How to prevent the Russian Revolution starting with Tsar Alexander II
Known as Alexander the Liberator, Alexander II of Russia was known for "emancipating the serfs... organising the judicial system, setting up elected local judges, abolishing corporal punishment, promoting local self-government through the zemstvo system, imposing universal military service, ending some privileges of the nobility, and promoting university education" ("Reformation by the Tsar Liberator"). He became more reactionary after he was almost assassinated in 1866, but he was proposing additional parliamentary reforms to counter the rise of nascent revolutionary and anarchistic movements when he was assassinated in 1881.
So, boys and girls, let's figure out how to keep Russia together, starting with Alexander's reign. In my OTL, he marries a British princess, so I figure he'd be more exposed to constitutional monarchies like Britain's, and he's succeeded by his eldest son, Nicholas II.
I'm not sure what keeping Russia together means: it was staying together (as a single state) after Alexander's assassination and most probably would be doing so for a much longer time if not for the incompetence of his grandson. If, OTOH, "staying together" means political uniformity, most of the European countries of that period were not "uniform".
An idea that it would take him a British marriage to find out about existence of the constitutional monarchies is a little bit on a funny side. It is too little known about his elder son so speculations in that area are pretty much pointless.
Should he have gone farther after emancipating the serfs?
Going "farther" meaning what? Confiscation of all property of the estate owners and giving it to the peasants for free?
Alexander was not operating in a complete political, economic and cultural vacuum. Russian peasantry was traditionally operating within framework of a rural community which was a collective landowner and a taxpayer. The reform left this framework intact because doing something else would cause even greater problems: prerequisites for something like Stolypin Reforms were not there, yet. Actually, even in OTL they caused a lot of protests and unhappiness but at least construction of the Transsiberian railroad allowed to move more than 10 millions people into the new territories in Siberia.
Any possible "way", earlier Stolypin-style reforms, emancipation of serfs without land, etc. also would produce a lot of unhappiness, problems and complaints.

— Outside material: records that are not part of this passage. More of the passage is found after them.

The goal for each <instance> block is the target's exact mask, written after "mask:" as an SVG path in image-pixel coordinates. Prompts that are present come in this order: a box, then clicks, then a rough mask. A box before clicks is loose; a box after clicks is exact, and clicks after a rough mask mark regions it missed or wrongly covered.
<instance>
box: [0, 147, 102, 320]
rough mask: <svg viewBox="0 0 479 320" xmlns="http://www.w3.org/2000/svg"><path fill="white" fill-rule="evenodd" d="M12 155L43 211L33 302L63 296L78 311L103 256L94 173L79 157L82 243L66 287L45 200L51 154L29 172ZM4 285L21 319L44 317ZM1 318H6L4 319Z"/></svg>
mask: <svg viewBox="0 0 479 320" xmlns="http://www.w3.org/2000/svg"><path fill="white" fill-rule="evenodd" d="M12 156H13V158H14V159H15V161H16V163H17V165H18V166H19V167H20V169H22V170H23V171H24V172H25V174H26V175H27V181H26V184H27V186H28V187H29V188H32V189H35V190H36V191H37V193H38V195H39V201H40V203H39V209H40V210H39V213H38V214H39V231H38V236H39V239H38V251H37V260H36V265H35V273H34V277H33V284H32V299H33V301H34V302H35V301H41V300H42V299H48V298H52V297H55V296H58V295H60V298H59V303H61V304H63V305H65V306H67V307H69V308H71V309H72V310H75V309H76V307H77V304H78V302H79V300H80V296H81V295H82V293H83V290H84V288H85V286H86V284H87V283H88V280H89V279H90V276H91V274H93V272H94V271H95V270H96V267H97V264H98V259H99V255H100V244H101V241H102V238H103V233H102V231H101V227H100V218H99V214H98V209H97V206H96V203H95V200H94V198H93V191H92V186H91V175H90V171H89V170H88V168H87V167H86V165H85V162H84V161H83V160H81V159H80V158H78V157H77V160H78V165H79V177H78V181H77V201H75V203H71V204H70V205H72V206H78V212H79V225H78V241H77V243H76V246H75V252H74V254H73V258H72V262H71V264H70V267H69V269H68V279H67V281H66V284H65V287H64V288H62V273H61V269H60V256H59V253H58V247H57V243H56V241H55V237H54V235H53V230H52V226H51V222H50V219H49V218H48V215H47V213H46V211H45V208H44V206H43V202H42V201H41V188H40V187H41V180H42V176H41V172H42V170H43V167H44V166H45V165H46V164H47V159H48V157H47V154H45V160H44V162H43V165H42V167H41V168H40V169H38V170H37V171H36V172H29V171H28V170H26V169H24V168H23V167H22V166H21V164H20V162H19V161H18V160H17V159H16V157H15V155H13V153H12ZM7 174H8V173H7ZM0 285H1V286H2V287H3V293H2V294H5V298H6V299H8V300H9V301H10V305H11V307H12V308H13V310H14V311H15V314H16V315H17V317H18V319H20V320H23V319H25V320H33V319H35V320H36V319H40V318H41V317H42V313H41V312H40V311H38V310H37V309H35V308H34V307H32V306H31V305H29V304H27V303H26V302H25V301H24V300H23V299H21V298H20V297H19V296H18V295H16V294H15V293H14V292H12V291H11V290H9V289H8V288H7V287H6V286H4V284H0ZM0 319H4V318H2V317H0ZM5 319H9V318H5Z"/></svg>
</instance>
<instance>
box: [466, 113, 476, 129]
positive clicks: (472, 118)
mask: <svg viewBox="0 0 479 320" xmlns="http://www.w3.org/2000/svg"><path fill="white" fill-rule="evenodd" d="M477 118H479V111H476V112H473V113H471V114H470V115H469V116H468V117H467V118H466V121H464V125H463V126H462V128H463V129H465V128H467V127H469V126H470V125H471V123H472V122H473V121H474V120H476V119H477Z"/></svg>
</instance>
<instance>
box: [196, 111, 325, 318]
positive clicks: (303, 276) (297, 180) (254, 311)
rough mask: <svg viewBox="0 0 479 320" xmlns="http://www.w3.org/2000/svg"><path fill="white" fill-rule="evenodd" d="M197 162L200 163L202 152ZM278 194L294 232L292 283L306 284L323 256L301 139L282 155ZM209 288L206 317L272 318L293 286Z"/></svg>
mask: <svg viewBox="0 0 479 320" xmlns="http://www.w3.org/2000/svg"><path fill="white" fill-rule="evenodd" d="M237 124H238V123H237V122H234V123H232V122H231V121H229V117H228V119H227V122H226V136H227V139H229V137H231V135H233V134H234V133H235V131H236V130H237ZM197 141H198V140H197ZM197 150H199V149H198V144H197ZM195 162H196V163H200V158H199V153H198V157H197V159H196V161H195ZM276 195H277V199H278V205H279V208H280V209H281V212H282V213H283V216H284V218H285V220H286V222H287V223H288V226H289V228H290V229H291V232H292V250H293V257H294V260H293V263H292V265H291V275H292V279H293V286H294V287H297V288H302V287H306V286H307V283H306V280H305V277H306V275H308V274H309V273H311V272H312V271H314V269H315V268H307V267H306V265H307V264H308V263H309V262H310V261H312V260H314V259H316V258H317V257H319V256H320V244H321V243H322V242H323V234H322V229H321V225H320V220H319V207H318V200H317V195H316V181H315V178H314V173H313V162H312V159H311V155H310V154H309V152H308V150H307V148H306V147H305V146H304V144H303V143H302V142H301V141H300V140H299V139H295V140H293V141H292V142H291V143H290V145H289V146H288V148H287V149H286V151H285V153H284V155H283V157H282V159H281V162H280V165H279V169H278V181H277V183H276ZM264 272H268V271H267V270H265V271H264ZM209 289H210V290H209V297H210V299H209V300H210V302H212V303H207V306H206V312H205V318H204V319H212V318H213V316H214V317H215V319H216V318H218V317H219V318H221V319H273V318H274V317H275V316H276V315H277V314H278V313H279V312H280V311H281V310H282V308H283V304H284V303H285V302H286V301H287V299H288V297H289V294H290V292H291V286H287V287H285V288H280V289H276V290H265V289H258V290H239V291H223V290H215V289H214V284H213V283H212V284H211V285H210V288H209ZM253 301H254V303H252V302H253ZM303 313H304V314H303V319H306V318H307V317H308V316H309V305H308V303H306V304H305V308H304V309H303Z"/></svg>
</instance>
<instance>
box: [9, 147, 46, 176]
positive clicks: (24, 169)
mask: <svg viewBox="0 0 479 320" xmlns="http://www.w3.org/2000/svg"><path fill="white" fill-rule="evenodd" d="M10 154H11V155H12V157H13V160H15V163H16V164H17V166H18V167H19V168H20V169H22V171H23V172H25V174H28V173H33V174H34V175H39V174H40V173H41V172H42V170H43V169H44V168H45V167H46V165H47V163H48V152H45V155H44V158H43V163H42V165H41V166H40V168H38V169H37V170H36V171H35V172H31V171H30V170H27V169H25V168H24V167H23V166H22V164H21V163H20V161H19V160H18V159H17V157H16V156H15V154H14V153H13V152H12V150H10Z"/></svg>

Not that it would change anything in the mindset of the Russian liberals: they
knew that everything is BAD and is going to be bad (even if they personally had been doing quite well they would still have to keep moaning at the risk of loosing their following if they stop). The most consistent "thinkers" thought that everything will be bad until
they get the power (when they got it after the February Revolution the results were disastrous).
The revolutionaries of that period were even more straightforward: they did not bother with the ideas of a better future but just thought that if they kill enough of the members of administration/imperial family the things would change to the better (whatever this means).
The immediate byproduct of the judicial reform, trial by jury, resulted in an acquittal of a (not quite successful) political assassin on a basis that she was upset with a cruelty (not toward her) of a government official. The political convicts had been treated softly even if they were involved in the acts of terror, robbery, etc. In the US of that period for have of what these guys had been doing they'd be executed but in Russia even after assassination of Alexander II there were calls for amnesty of the assassins.
The fundamental idea of the educated classes was that their main duty is to be critical to the government and to use "liberalization" to criticize it even more (which is what they were doing after Nicholas II introduced constitution in 1905). Rather difficult to achieve political unity in these conditions and it did not really matter who was appointed to which position.